Choć z zewnątrz mgły wyglądają, jakby były niezamieszkałymi przestrzeniami wolnymi od jakichkolwiek stworzeń, to tylko pozory. Gdy w pełni zanurzymy się w ich magii, z łatwością odkrywamy, że tętni w nich życie na niespotykaną wręcz skalę, które zaskakuje pięknem i różnorodnością. Wśród tej gatunkowej mnogości warto zwrócić uwagę na Humbadury – jedne z najdostojniejszych istot zamieszkujących puszyste połacie. Stworzenia te mimo kolosalnych rozmiarów z pełną gracją suną w przestworzach, jakby grawitacja zrobiła dla nich wyjątek i pozwalała im łamać zasady bez żadnych konsekwencji. […]
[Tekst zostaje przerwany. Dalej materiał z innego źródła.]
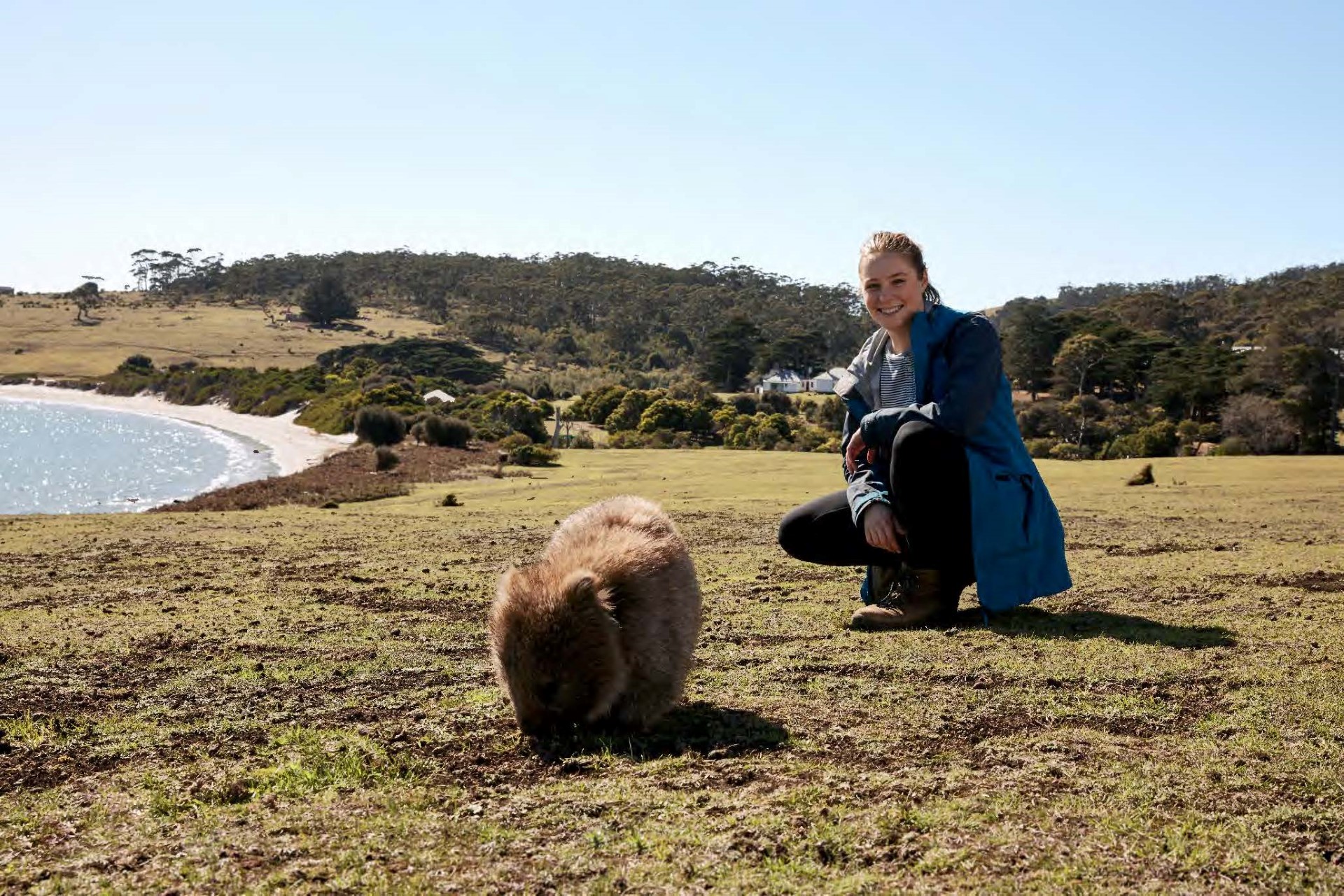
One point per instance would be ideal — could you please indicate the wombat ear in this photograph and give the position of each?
(581, 589)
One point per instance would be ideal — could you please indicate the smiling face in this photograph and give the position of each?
(892, 290)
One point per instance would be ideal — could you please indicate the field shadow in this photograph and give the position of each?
(699, 727)
(1034, 622)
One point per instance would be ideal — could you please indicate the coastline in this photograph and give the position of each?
(293, 448)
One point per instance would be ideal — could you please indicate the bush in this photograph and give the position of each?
(498, 414)
(445, 431)
(137, 365)
(1233, 447)
(1041, 448)
(385, 458)
(379, 425)
(1260, 422)
(1069, 451)
(628, 438)
(1142, 477)
(533, 456)
(514, 441)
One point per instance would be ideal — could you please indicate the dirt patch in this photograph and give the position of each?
(1189, 701)
(49, 766)
(343, 479)
(1315, 580)
(1148, 550)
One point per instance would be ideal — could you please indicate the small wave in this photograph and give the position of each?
(74, 458)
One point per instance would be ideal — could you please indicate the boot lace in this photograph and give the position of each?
(901, 589)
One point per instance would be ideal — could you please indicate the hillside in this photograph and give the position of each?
(566, 311)
(39, 336)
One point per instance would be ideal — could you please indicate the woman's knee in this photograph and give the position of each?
(916, 438)
(793, 530)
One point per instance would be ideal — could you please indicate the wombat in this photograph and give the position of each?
(601, 629)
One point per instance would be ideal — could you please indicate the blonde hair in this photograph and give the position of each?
(885, 242)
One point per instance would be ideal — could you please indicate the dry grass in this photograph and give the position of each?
(38, 335)
(299, 699)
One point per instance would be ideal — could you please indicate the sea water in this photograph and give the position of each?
(69, 458)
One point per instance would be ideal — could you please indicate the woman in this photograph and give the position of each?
(942, 492)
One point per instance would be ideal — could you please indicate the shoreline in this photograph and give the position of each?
(292, 447)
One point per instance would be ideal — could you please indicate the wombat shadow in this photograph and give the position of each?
(1034, 622)
(698, 727)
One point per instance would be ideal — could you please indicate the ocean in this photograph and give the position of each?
(66, 458)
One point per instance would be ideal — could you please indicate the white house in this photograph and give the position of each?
(824, 382)
(781, 382)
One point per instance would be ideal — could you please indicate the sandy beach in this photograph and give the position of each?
(292, 447)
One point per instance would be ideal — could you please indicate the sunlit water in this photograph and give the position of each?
(65, 458)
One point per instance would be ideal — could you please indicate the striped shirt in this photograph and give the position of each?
(898, 381)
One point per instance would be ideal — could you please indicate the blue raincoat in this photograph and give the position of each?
(1016, 536)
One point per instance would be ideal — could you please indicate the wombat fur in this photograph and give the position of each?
(604, 626)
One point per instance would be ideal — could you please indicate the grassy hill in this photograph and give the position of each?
(302, 699)
(38, 335)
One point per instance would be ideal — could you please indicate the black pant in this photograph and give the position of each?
(930, 493)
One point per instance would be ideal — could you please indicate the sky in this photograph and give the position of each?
(1025, 146)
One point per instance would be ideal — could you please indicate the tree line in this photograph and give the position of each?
(1259, 362)
(720, 321)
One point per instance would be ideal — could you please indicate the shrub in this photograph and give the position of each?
(385, 458)
(378, 425)
(445, 431)
(1069, 451)
(1142, 477)
(628, 438)
(1041, 448)
(137, 365)
(533, 456)
(1233, 447)
(498, 414)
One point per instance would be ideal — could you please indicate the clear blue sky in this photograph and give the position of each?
(1025, 144)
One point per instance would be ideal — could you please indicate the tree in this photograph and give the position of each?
(85, 296)
(729, 351)
(1077, 358)
(1030, 340)
(327, 301)
(379, 425)
(1260, 421)
(797, 349)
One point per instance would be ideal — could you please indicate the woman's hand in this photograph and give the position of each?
(855, 449)
(881, 527)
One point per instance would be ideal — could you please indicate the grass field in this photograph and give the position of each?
(39, 335)
(302, 699)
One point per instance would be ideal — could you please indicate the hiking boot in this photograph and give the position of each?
(913, 598)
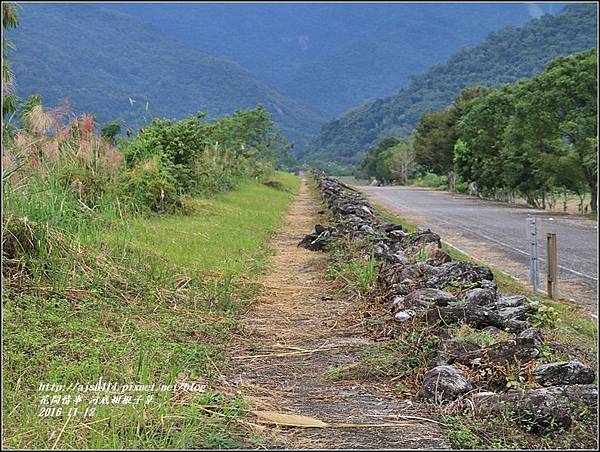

Ci powietrzni akrobaci od czasu do czasu dają upust swej żywiołowości, wyskakując wysoko ponad granicę wyznaczoną przez linię obłoków, a wszystko po to, by zaczerpnąć krystalicznie czystego powietrza. Wpadając z powrotem w białą otchłań, z impetem rozchlapują po niebie potężne połacie chmur. Te pod ciężarem Humbadurów potrafią zostać wyrzucone wysoko ponad horyzont, formując cudowne mozaiki. Po całym spektaklu niebo przypomina obraz, po którym artysta bez większego zamysłu sunął we wszystkich możliwych kierunkach pędzlem zamoczonym w białej farbie. Dzięki zwyczajom tych stworzeń i ich beztroskiemu szybowaniu przypominającemu podwodne wojaże oceanicznych olbrzymów mieszkańcy Kotliny zaczęli tytułować zawieszone tuż pod górskimi szczytami obłoki morzem chmur. Bezpośrednie spotkania z Humbadurem natomiast zaczęto traktować jako dobry omen. Zwyczaj ten zachował się do dziś, dlatego gdy tylko wędrowiec ujrzy sylwetkę olbrzyma wyskakującą ponad ocean bieli, w myślach powinien wypowiedzieć życzenie, które w tych okolicznościach ma większe szanse na spełnienie.